【ことわざ】

【初心忘れるべからず】とは ―1分で読める「あの時」の新鮮な気持ちを思い出させてくれる新美南吉の短編ー

 

 

「初心忘れるべからず」とは

14~15世紀

室町時代の能を大成した、世阿弥の「 花鏡 」の最後の部分で

くり返し述べられていることば

 

 

未熟(初心)であった時の何か始めた時の下手だった記憶

味わったくやしい気持ちや恥ずかしさ

そこから今に至るまでの沢山の努力を忘れてはだめですよ?

慢心した時にこそ物事を始めた頃の初心に戻って

新鮮な気持ちで物事に取り組みましょう。

 

 

という意味。

 

 

仕事でも趣味でもスポーツでもなんでもそうですが

いつの間にか忘れてしまいがちなのが「初心」

 

あの時の気持ちを思い出せと言われても、なかなか思い出せないです

 

 

「ごんぎつね」でおなじみの新美南吉の短編「売られていった靴」

そんな忘れがちな「初心」の時の気持ちを思い出させてくれる名作です

 

 

1分で読める程度のボリュームですので是非一度読んでみてください

 

 

 

1分で読める名作「売られていった靴」 あの時の新鮮な気持ちを思い出させてくれる新美南吉の名作

 

「売られていった靴」新美南吉 全文  

 

 

靴屋のこぞう、 兵助(へいすけ)が、はじめていっそくの靴をつくりました。

するとひとりの旅人がやってきて、 その靴を買いました。

 

 

兵助は、 じぶんのつくった靴がはじめて売れたので、うれしくてうれしくてたまりません。

 

 

「もしもし、 この靴ずみとブラシをあげますから、その靴をだいじにして、かあいがってやってください。
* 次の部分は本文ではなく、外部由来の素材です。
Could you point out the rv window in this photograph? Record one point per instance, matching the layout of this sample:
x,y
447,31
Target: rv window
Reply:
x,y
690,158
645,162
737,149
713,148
」と、兵助はいいました。  

旅人は、 めずらしいことをいうこぞうだ、 とかんしんしていきました。

 

 

しばらくすると兵助は、 つかつかと旅人のあとを追っかけていきました。

「もしもし、その靴のうらの釘がぬけたら、 この釘をそこに うってください。」 といって、 釘をポケットから出してやりました。

 

 

しばらくすると、 また兵助は、 おもいだしたように、旅人のあとを追っかけていきました。

 

 

「もしもし、その靴、 だいじにはいて やってください。」 旅人はとうとうおこりだしてしまいました。

 

 

「うるさいこぞうだね、 この靴をどんなふうにはこうとわたしのかってだ。」

 

 

兵助は、「ごめんなさい。」とあやまりました。

そして、旅人のすがたがみえなくなるまで、 じっとみおくっていました。  

 

 

兵助は、 あの靴がいつまでもかあいがられてくれればよい、 とおもいました。

 

 

底本:「 ごんぎつね  新美南吉 童話 作品集 1」 てのり文庫、大日本図書

 

 

 

 

しりとり先生
しりとり先生
一番最初の本当ににうれしかった時の気持ちがよく伝わります。慣れてくるとうれしかった気持ちがどんどん薄れて、いつの間にかただの作業になっていたり…うれしかった時の気持ちをもう一度思い出してみましょう。きっと初心に戻れるはずです。